"Legal pluralism," the Australian Federation of Islamic Councils called it. They may win a prize for Euphemism of the Year, but their agenda is obvious: achieving a foot in the proverbial door for the introduction of "just a little" Sharia ("Just a little bit of peril!"), legitimizing the law in principle and providing the basis for continued expansion in the name of "tolerance" and "pluralism."
"What could be the harm in so little," they will ask, and accuse critics of alarmism and, of course, Islamophobia. Failing to submit to this proposal could be portrayed as a means of "alienating" Muslim "youth" and a source of potential "radicalization."
But it appears for the moment that this government has moved to stop this disaster before it can start. Not that we've heard the last of it, by far. "Govt says no to sharia law," from the Australian Associated Press, May 17 (thanks to all who sent this in):
The federal government has quickly moved to block any calls for sharia law in Australia.
In its submission to the parliamentary inquiry into the government's new multiculturalism policy, The Australian Federation of Islamic Councils has called for Muslims to be granted "legal pluralism".
Attorney-General Robert McClelland stomped on the request.

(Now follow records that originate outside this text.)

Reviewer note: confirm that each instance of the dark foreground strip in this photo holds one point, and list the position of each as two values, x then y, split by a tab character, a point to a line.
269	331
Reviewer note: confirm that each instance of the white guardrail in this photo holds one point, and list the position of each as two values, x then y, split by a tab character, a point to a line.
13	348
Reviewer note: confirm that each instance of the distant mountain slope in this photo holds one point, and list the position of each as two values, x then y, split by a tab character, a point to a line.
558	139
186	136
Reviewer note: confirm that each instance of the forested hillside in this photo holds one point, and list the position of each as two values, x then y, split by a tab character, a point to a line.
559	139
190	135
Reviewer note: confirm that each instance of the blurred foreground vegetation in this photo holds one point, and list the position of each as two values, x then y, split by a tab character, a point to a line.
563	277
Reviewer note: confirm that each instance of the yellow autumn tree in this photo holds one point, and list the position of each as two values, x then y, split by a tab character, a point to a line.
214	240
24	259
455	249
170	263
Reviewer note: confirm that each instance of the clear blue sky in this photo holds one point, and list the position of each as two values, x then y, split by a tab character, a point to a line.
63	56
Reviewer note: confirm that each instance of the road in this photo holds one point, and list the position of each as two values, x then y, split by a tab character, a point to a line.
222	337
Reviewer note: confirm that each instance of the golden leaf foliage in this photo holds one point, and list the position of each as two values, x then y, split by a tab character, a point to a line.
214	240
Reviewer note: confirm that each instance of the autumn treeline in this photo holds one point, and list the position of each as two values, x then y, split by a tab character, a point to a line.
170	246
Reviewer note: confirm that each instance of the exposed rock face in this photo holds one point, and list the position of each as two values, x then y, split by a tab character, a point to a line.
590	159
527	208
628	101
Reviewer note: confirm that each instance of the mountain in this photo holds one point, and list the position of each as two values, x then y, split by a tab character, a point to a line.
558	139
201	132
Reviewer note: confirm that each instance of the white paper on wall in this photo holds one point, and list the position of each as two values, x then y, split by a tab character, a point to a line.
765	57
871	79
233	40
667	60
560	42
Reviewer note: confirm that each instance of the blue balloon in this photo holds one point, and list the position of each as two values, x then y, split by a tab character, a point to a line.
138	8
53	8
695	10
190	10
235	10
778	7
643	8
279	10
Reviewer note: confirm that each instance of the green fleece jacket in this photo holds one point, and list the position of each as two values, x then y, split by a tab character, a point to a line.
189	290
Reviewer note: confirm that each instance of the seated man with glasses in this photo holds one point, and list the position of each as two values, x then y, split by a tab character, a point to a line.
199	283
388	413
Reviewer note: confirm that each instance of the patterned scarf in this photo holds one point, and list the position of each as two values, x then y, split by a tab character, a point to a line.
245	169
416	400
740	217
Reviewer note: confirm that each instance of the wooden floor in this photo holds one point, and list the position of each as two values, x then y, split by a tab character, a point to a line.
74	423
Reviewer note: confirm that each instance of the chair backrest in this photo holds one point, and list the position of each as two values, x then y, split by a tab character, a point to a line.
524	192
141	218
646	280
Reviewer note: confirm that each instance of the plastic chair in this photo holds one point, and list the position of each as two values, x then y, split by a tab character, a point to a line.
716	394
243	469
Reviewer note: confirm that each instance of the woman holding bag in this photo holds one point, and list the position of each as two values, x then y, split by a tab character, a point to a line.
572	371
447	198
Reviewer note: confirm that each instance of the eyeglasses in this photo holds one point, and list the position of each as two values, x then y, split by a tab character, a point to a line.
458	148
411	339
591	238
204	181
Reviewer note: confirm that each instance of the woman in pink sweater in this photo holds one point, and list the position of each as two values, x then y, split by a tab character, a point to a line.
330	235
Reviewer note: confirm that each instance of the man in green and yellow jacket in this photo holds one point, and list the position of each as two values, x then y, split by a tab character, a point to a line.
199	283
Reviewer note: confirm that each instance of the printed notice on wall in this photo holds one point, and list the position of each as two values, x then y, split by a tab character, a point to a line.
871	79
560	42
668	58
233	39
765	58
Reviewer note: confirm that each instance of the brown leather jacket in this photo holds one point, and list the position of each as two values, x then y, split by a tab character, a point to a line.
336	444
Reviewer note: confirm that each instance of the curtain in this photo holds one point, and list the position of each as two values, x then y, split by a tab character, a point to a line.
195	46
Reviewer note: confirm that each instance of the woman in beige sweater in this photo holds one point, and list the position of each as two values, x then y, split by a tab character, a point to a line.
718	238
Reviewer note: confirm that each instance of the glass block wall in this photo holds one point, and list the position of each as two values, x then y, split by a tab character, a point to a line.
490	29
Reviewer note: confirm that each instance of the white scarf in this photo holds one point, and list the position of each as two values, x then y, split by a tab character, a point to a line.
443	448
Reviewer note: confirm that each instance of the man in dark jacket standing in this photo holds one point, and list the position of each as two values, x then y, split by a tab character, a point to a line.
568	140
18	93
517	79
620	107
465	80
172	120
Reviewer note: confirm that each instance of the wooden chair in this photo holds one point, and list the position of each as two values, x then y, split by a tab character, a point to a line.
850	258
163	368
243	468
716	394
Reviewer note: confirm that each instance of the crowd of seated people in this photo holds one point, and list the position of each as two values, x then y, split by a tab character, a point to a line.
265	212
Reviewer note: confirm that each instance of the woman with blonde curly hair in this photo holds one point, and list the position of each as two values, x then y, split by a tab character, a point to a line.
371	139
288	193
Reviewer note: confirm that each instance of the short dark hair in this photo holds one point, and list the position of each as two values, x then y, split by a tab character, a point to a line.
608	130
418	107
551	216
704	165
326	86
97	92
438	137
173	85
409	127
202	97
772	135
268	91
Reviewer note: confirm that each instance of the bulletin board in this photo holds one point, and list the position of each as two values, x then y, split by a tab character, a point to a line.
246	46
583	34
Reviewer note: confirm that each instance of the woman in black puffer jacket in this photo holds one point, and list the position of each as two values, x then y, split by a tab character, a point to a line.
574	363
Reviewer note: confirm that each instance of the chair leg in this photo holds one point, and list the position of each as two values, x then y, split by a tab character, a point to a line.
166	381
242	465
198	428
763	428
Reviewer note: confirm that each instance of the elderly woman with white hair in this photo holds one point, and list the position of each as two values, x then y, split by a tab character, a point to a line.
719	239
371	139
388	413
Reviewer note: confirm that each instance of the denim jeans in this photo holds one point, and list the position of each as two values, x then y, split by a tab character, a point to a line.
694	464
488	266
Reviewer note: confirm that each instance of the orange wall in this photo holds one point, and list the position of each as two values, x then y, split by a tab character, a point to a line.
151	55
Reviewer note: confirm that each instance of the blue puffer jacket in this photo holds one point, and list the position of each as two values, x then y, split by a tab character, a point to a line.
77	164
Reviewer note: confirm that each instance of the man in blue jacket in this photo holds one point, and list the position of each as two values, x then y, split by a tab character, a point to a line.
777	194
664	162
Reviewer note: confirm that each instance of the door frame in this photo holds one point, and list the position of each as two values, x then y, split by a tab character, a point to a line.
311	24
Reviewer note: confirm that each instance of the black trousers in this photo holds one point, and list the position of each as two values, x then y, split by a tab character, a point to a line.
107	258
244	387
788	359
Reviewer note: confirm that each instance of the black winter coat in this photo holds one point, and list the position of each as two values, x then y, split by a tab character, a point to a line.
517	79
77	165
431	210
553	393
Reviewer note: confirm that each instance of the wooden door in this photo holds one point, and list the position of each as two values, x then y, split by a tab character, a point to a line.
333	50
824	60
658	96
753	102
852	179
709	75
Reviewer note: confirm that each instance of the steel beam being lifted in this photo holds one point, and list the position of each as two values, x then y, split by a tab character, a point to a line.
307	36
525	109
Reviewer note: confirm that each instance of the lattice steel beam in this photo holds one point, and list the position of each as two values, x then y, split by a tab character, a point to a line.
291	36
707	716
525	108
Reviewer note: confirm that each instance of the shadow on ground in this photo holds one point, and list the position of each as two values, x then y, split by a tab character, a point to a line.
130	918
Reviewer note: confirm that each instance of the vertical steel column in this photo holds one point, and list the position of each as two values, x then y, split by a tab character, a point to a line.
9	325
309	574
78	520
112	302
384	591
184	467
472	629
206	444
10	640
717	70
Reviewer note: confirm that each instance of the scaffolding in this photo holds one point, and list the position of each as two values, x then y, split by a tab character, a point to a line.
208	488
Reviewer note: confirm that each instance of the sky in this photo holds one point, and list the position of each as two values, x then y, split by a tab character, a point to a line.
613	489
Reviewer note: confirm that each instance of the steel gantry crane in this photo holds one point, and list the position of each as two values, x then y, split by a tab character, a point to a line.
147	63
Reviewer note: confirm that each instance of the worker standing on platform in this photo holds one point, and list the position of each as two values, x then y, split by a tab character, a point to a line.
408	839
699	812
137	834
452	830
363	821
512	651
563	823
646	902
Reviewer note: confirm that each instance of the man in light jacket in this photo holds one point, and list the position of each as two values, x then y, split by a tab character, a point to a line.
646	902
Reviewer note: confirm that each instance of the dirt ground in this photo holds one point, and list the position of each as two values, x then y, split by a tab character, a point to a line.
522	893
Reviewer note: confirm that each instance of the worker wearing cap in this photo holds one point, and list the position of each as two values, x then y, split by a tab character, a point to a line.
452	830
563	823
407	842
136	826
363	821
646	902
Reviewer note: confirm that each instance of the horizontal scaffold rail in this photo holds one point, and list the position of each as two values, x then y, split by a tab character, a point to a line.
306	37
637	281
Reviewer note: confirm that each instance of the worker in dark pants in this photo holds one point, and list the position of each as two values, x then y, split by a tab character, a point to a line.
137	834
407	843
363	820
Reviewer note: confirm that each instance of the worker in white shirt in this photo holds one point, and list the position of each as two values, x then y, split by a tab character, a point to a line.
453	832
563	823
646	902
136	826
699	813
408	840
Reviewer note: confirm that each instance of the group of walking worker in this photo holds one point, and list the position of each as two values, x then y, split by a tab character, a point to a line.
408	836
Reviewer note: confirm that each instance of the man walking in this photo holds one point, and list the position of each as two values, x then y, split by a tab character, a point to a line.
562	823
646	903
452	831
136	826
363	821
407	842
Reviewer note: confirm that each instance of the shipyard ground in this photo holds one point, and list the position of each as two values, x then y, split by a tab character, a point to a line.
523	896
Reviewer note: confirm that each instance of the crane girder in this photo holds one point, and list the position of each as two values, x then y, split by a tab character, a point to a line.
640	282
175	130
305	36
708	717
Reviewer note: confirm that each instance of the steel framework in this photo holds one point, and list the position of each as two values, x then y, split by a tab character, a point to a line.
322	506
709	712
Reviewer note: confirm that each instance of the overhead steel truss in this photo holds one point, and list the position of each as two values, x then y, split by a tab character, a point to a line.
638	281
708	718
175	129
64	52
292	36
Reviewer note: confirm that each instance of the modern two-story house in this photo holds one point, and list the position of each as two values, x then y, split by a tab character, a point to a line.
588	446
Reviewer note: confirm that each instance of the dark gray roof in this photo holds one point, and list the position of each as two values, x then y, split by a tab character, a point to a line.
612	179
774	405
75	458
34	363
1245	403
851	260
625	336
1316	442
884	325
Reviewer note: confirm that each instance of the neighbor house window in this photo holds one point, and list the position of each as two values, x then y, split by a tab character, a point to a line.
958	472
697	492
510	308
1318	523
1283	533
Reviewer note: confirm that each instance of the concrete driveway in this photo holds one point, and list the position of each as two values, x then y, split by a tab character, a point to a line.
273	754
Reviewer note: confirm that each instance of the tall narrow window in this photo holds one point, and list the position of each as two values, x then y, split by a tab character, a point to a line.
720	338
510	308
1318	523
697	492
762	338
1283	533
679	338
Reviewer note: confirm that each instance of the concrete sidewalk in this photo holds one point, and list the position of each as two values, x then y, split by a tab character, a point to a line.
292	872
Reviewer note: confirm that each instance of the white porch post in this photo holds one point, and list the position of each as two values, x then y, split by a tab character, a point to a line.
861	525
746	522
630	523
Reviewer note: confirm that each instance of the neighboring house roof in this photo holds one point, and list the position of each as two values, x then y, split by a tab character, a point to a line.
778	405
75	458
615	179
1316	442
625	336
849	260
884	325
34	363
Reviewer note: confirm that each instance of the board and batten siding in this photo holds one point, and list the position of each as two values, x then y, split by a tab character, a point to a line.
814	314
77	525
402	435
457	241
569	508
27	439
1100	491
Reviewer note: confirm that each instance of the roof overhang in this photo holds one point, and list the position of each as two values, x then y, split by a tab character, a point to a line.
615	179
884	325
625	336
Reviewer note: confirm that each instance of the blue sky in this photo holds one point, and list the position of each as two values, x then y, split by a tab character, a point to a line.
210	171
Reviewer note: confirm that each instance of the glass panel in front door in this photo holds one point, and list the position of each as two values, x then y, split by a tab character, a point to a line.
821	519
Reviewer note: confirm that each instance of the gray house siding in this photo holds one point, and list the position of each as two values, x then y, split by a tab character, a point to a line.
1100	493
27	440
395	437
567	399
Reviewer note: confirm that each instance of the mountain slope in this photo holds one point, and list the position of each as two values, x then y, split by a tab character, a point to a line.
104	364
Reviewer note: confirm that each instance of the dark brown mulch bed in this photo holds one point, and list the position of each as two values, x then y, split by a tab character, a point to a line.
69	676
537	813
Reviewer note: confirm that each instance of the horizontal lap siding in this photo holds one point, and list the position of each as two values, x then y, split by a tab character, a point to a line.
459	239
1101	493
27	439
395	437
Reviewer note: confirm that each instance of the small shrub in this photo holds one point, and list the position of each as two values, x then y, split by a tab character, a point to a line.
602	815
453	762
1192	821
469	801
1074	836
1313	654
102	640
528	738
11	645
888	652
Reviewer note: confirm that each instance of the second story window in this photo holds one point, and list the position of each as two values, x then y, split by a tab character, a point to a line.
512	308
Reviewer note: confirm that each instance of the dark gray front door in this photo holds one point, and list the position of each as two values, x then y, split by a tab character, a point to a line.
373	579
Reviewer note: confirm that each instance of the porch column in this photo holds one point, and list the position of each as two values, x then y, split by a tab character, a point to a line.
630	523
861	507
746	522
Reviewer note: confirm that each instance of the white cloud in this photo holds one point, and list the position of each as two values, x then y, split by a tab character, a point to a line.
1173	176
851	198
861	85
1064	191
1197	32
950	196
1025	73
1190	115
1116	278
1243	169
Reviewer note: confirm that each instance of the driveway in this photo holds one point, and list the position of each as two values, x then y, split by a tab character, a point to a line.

"There is no place for sharia law in Australian society and the government strongly rejects any proposal for its introduction," Mr McClelland told AAP.
Sharia has faced repeated criticism.
You can say that again.
It is again in the headlines following an Iranian court's decision to delay a planned "eye-for-an-eye" act of justice against a man who threw acid at a woman's face because she refused his marriage proposal.
"As our citizenship pledge makes clear, coming to Australia means obeying Australian laws and upholding Australian values," Mr McClelland said.
"Australia's brand of multiculturalism promotes integration.
"If there is any inconsistency between cultural values and the rule of law then Australian law wins out."
Mr McClelland is keen to assert Australia's position as a "stable democracy" where "rule of law" underpins society.
"People who migrate to Australia do so because of the fact that we have a free, open and tolerant society where men and woman are equal before the law irrespective of race, religious or cultural background."
Some of them migrate with the intention of coexisting while they have to, but with the aspiration of introducing an altogether different system.